Fast-moving mutation and spread of avian flu to humans should set off alarms and be met with an all-out effort to protect health and a reliable, safe food supply. Unfortunately, there is a prevailing agreement in the scientific community that government efforts to control spread of the virus have been too little, too late.
We watched in frustration over a decade as congressional funding for livestock disease research has been stunted by incompetence in budgeting and cowardice in facing up to challenges that could turn into the next crippling pandemic.
The flu has come at a terrible cost to Northwest Iowa as millions of birds have been eradicated and production interrupted. There are economic losses and psychic costs to wasting millions of hens or turkeys. Now, there is an imminent threat to human health and safety.
The government reported Thursday that the virus showed mutations in a man in Louisiana and a girl in Canada that would make it easier for the virus to spread to other humans. The observations were made after scores of humans contracted the disease, most of them dairy workers who exhibited mild symptoms. More severe cases have started to emerge.
Scientists surveyed by KFF Health News of the Kaiser Family Foundation said they have been dismayed at the response to the persistent flu, from not testing milk to not vaccinating workers. Government credibility is crucial to food safety.
“We are in a terrible situation and going into a worse situation,” Angela Rasmussen, a virologist at the University of Saskatchewan in Canada, told KFF Health News. “I don’t know if the bird flu will become a pandemic, but if it does, we are screwed.”
The Centers for Disease Control called the mutation findings “concerning” in a prepared statement.
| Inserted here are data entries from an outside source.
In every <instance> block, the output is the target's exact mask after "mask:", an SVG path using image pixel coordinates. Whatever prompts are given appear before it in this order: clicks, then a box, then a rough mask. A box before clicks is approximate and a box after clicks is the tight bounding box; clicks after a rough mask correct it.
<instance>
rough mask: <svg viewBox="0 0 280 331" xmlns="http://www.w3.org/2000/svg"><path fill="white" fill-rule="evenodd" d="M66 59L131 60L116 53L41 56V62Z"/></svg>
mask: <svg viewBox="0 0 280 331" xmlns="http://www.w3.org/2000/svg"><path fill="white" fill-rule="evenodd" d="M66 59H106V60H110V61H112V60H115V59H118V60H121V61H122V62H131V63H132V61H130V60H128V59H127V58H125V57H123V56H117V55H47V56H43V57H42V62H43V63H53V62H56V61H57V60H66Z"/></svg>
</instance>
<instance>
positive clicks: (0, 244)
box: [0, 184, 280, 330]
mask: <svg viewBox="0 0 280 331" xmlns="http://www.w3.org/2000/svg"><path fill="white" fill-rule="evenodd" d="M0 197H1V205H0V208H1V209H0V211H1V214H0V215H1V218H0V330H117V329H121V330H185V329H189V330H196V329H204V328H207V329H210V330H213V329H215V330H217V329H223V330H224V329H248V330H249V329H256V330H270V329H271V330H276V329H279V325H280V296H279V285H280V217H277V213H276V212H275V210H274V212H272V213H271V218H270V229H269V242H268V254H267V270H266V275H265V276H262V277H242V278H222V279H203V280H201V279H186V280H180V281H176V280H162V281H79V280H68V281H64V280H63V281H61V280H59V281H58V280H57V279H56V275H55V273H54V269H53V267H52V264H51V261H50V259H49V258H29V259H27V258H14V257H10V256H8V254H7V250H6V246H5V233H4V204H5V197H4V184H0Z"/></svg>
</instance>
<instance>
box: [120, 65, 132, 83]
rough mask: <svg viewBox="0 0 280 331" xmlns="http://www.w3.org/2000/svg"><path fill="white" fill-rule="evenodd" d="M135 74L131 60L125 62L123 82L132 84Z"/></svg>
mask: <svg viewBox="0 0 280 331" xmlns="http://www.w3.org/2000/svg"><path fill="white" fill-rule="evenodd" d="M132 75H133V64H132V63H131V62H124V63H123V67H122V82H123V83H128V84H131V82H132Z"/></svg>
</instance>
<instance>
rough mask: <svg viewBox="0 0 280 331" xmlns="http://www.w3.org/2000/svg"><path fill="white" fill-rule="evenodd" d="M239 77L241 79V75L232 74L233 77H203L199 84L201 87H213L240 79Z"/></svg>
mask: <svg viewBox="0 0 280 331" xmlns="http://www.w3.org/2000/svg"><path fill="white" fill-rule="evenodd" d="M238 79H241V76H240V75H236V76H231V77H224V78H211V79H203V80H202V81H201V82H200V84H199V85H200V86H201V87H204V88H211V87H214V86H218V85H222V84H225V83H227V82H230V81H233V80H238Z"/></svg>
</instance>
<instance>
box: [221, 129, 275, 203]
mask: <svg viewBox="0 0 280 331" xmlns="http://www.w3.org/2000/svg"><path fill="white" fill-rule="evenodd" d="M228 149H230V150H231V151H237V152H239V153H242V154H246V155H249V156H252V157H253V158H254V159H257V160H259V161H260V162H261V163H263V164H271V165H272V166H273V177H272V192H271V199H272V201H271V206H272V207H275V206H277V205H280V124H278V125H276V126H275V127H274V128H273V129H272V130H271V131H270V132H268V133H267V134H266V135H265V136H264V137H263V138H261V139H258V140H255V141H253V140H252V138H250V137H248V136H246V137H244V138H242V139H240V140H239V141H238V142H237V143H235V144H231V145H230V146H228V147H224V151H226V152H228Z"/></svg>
The USDA recently ordered bulk milk testing for the virus. Pasteurized milk is safe to drink. Mammals such as cats have died from eating contaminated meat, which suggests that not enough testing is being done. Cats can allow the virus to mutate into forms that more easily transmit to humans. Swine also have been infected with avian flu, and they are excellent carriers to humans.
Corporate concerns should not hinder human health and safety. We need vaccination of people who work with livestock immediately. We need broader testing to protect the animal and human food supplies. We need a farm bill that specifically provides for more research and preventative funding into livestock disease, which becomes human disease. It is time to quit fooling around.
Iowans would do well to heed the warnings of Chris Glonginger, senior climate scientist at Woods Hole Group and a former KCCI-TV meteorologist, who notes that 2024 will be the second-warmest year on record for Des Moines. Of the 10 warmest years, seven occurred after 1950.
Further, Glonginger notes in his latest column on Substack, in 1879 Des Moines saw temperatures rise above 60 degrees 192 days per year. Now days above 60 degrees number two weeks longer.
“Fewer subfreezing days mean fewer opportunities for the soil to rest in winter, for pests to die off, and for the ecosystems that rely on cold to thrive. It’s not just about comfort or inconvenience—it’s about a fundamental reshaping of the environment,” he explains.
His ruminations have been voiced and put to paper many times before, including in the quadrennial National Climate Assessment. It cautions us that the number of days rising above 90 degrees in southern Iowa, at least, will be inhospitable to corn pollination and could cut a third off yield potential.
People have a hard time coming to grips with it, but the effects are real. It leads to disease when waterfowl routes are altered by drought. It leads to new kinds of crop pests and more efforts to control them. Denying it as a hoax won’t water the hogs for long.